Verify the bank's insurance status
To verify a bank's insurance status, look for the familiar FDIC logo or the words "Member FDIC" or "FDIC Insured" on the web site.  You can search for an institution by going to the FDIC's home page and selecting "Is My Bank Insured?". Enter the official name, city, and state of the bank, and click the "Find My Institution" button.  A positive match will display the official name of the bank, the date it became insured, its insurance certificate number, the main office location, and its primary government regulator.  If your bank does not appear on this list, contact the FDIC at 800-934-3342 or send an email via the FDIC's online Customer Assistance page.

Protect yourself from fraudulent Web sites
Watch out for copycat Web sites that deliberately use a name or Web address very similar to, but not the same as, that of a real financial institution.  The intent is to lure you into clicking onto their Web site and giving your personal information, such as your account number and password.  Always check to see that you have typed the correct Web site address for your bank before conducting a transaction.

Keep your Transaction Secure
The Internet is a public network.  Therefore, it is important to learn how to safeguard your banking information, credit card numbers, Social Security Number and other personal data.
Contact your bank for information regarding their Web site security practices.

Security Features
Encryption, which is a process of scrambling private information to prevent unauthorized access.  To show that your transmission is encrypted, some browsers display a small icon on your screen that looks like a lock or key whenever you conduct secure transactions online.  Avoid sending sensitive information, such as account numbers, through unsecured email.

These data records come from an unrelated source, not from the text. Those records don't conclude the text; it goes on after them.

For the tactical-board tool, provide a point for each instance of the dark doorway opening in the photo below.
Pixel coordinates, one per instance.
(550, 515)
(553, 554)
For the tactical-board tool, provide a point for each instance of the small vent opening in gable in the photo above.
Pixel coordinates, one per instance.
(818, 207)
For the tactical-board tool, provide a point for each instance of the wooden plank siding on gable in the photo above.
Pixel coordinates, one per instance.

Passwords or personal identification numbers (PINs) should be used when accessing an account online.  Your password should be unique to you and you should change it regularly.  Do not use birthdates or other numbers or word that may be easy for others to guess.  Always carefully control who you give your password to.  If you use a financial company that requires your passwords in order to gather your financial data, make sure you learn about the company's privacy and security practices.

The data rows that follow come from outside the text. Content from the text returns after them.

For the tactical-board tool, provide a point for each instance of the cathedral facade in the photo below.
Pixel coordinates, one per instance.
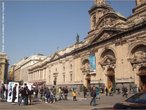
(113, 53)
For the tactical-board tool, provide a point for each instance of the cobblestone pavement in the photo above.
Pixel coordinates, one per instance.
(105, 102)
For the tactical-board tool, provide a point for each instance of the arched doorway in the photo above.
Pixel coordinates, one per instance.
(142, 78)
(138, 59)
(108, 61)
(86, 70)
(111, 78)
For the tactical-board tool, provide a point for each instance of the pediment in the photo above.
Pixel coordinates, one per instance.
(109, 20)
(55, 56)
(104, 34)
(107, 60)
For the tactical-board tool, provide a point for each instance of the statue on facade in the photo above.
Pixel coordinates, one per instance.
(97, 2)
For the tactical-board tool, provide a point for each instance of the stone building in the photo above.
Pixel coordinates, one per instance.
(20, 69)
(113, 53)
(3, 68)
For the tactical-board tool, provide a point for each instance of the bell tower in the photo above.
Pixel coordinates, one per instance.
(98, 9)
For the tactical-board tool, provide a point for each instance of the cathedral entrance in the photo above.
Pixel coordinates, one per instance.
(111, 78)
(142, 78)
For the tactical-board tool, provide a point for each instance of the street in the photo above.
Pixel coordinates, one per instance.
(105, 102)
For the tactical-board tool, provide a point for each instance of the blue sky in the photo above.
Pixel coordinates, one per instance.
(34, 26)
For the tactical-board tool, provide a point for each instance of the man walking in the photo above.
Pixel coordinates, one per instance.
(14, 94)
(93, 95)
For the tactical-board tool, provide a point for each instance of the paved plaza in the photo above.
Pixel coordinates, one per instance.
(105, 102)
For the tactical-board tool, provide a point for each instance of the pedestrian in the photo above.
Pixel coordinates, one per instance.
(85, 91)
(3, 90)
(14, 94)
(21, 95)
(125, 91)
(26, 93)
(93, 95)
(106, 91)
(65, 92)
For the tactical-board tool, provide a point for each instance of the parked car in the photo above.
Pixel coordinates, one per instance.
(136, 101)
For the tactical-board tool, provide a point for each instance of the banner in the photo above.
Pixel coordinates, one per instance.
(92, 62)
(10, 91)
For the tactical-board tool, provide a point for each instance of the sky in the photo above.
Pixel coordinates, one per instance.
(35, 26)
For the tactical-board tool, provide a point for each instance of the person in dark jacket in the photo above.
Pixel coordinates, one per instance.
(93, 95)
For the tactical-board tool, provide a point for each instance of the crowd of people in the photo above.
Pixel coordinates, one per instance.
(27, 95)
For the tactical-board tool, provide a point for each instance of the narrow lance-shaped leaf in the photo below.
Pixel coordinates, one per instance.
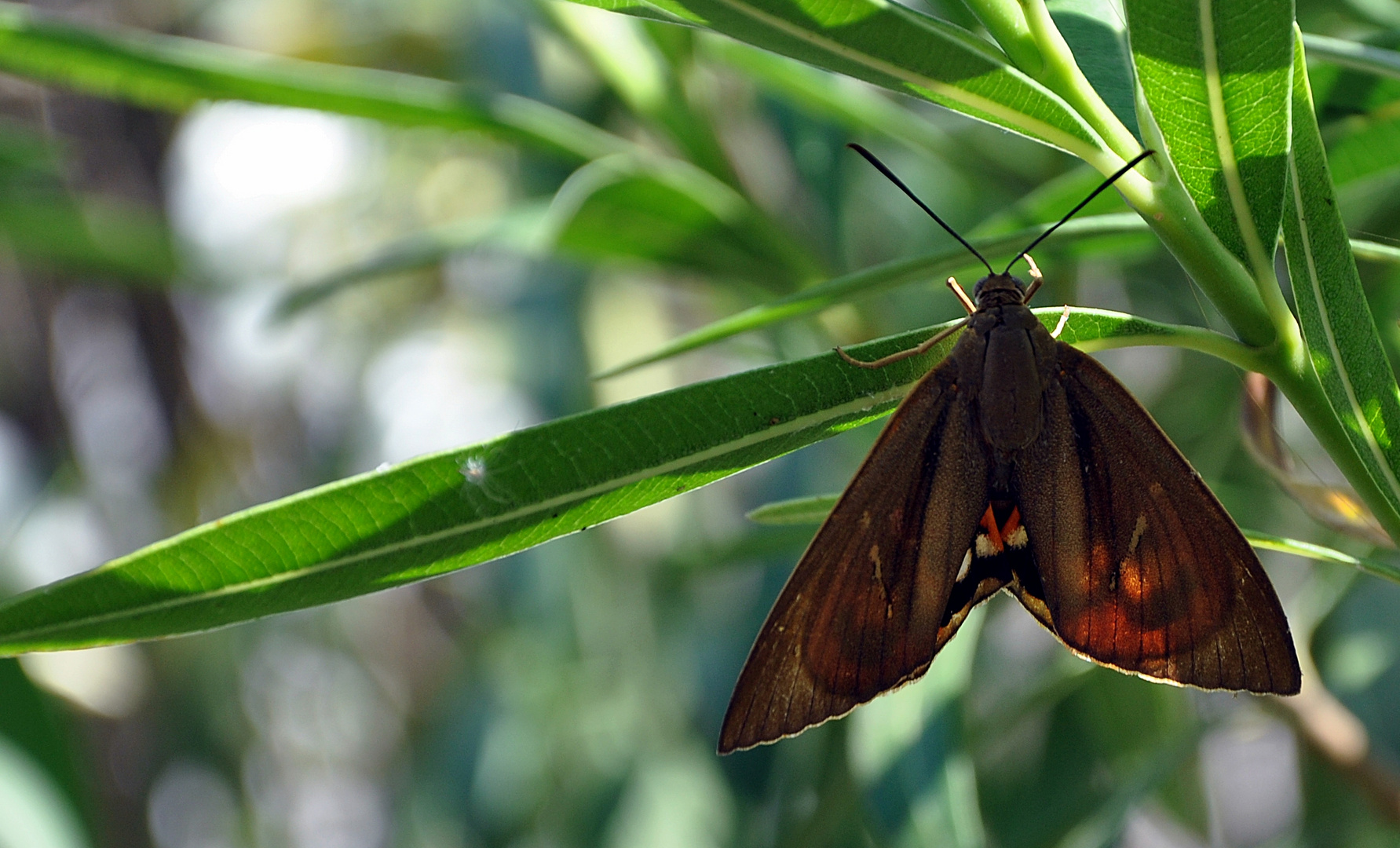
(458, 508)
(905, 51)
(867, 282)
(1215, 75)
(813, 510)
(1343, 343)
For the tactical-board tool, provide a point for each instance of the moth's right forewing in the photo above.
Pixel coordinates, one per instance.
(861, 612)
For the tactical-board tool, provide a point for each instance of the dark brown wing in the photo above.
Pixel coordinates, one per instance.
(1142, 567)
(863, 609)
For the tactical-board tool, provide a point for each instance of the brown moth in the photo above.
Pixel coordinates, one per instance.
(1017, 463)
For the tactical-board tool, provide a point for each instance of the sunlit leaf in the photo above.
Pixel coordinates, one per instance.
(1332, 307)
(905, 51)
(447, 511)
(1215, 75)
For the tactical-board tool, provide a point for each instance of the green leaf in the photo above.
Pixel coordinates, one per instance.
(1343, 343)
(89, 236)
(815, 508)
(458, 508)
(175, 73)
(32, 810)
(1371, 148)
(831, 96)
(674, 213)
(905, 51)
(1099, 42)
(1375, 252)
(1215, 75)
(863, 283)
(524, 230)
(1357, 57)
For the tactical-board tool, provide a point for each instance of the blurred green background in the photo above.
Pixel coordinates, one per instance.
(572, 694)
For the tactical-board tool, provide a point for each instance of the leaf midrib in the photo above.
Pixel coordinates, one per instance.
(1019, 119)
(583, 495)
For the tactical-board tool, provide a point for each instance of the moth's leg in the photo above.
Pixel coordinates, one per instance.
(962, 295)
(903, 354)
(1036, 279)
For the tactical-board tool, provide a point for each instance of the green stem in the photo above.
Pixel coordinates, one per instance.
(1298, 382)
(1007, 24)
(1062, 75)
(1171, 213)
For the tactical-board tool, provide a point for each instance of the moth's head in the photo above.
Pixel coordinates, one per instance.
(999, 290)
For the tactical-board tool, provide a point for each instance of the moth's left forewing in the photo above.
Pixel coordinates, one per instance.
(1142, 567)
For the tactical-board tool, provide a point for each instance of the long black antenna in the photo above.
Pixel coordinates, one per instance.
(870, 157)
(1083, 203)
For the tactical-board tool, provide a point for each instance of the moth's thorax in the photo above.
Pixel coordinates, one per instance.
(999, 290)
(1007, 357)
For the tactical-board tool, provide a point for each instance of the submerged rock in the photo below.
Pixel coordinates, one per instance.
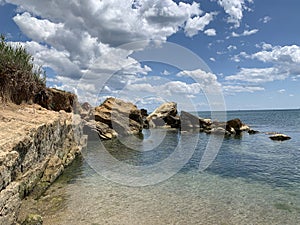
(234, 125)
(253, 131)
(280, 137)
(190, 121)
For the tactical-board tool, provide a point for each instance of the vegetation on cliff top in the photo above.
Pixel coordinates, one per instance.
(20, 79)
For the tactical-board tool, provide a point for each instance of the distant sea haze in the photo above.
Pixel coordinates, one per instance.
(253, 180)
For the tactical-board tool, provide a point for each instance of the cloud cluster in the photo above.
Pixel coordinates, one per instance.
(210, 32)
(85, 38)
(84, 41)
(285, 62)
(245, 33)
(234, 8)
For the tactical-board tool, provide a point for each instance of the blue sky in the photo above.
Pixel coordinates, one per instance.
(250, 49)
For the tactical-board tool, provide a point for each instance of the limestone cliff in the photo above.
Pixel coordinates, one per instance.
(35, 146)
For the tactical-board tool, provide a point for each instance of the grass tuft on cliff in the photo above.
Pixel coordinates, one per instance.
(20, 79)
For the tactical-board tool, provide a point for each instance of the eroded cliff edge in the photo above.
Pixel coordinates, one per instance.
(35, 146)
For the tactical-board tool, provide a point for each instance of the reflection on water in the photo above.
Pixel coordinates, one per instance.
(253, 180)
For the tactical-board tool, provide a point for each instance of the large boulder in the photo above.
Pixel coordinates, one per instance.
(190, 121)
(234, 126)
(166, 114)
(115, 116)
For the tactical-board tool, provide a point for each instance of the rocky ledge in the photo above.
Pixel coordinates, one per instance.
(35, 146)
(116, 117)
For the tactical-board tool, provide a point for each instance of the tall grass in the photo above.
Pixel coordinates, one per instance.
(20, 79)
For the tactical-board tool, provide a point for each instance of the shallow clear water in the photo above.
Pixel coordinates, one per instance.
(252, 180)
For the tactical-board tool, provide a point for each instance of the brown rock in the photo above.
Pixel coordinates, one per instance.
(166, 114)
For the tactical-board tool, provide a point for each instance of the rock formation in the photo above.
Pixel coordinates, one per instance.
(116, 117)
(190, 121)
(35, 147)
(166, 114)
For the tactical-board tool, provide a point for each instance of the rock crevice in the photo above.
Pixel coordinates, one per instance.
(35, 147)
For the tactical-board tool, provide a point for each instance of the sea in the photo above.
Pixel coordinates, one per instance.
(170, 177)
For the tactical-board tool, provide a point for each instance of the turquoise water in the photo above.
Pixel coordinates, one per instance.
(252, 179)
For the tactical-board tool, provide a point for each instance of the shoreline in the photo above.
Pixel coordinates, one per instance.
(36, 146)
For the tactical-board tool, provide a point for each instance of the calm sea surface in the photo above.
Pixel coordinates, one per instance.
(252, 180)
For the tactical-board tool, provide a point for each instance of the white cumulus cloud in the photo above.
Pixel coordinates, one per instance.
(198, 23)
(234, 8)
(210, 32)
(245, 33)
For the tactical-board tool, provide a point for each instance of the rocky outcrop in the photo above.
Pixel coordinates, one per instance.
(189, 121)
(166, 114)
(35, 147)
(54, 99)
(279, 137)
(234, 126)
(116, 117)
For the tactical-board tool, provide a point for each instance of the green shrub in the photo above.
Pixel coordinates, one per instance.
(20, 79)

General security over you personal computer such as virus protection and physical access controls should be used and updated regularly.  Contact your hardware and software suppliers or Internet service provider to ensure you have the latest security updates.

Before you order a product or service online, make sure you are comfortable with the reputation of the company making the offer.  Only then should you give out your credit card or debit card number.  Never give these numbers unless you initiated the transaction.

Important Customer Alerts

Due to Microsoft’s termination of support for systems that do not support TLS 1.2, we advise you to upgrade your OS version or browsers to help ensure that you do not experience unnecessary service interruptions. If you are unable to connect using TLS 1.2 you may receive a connection error. Please upgrade to a supported version to be able to connect using TLS 1.2.  Contact the bank if you need assistance.


By operation of federal law, beginning January 1, 2013, funds deposited in a noninterest-bearing transaction account (including an Interest on Lawyer Trust Account) no longer will receive unlimited deposit insurance coverage by the Federal Deposit Insurance Corporation (FDIC).  Beginning January 1, 2013, all of a depositor’s accounts at an insured depository institution, including all noninterest-bearing transaction accounts, will be insured by the FDIC up to the standard maximum deposit insurance amount ($250,000), for each deposit insurance ownership category.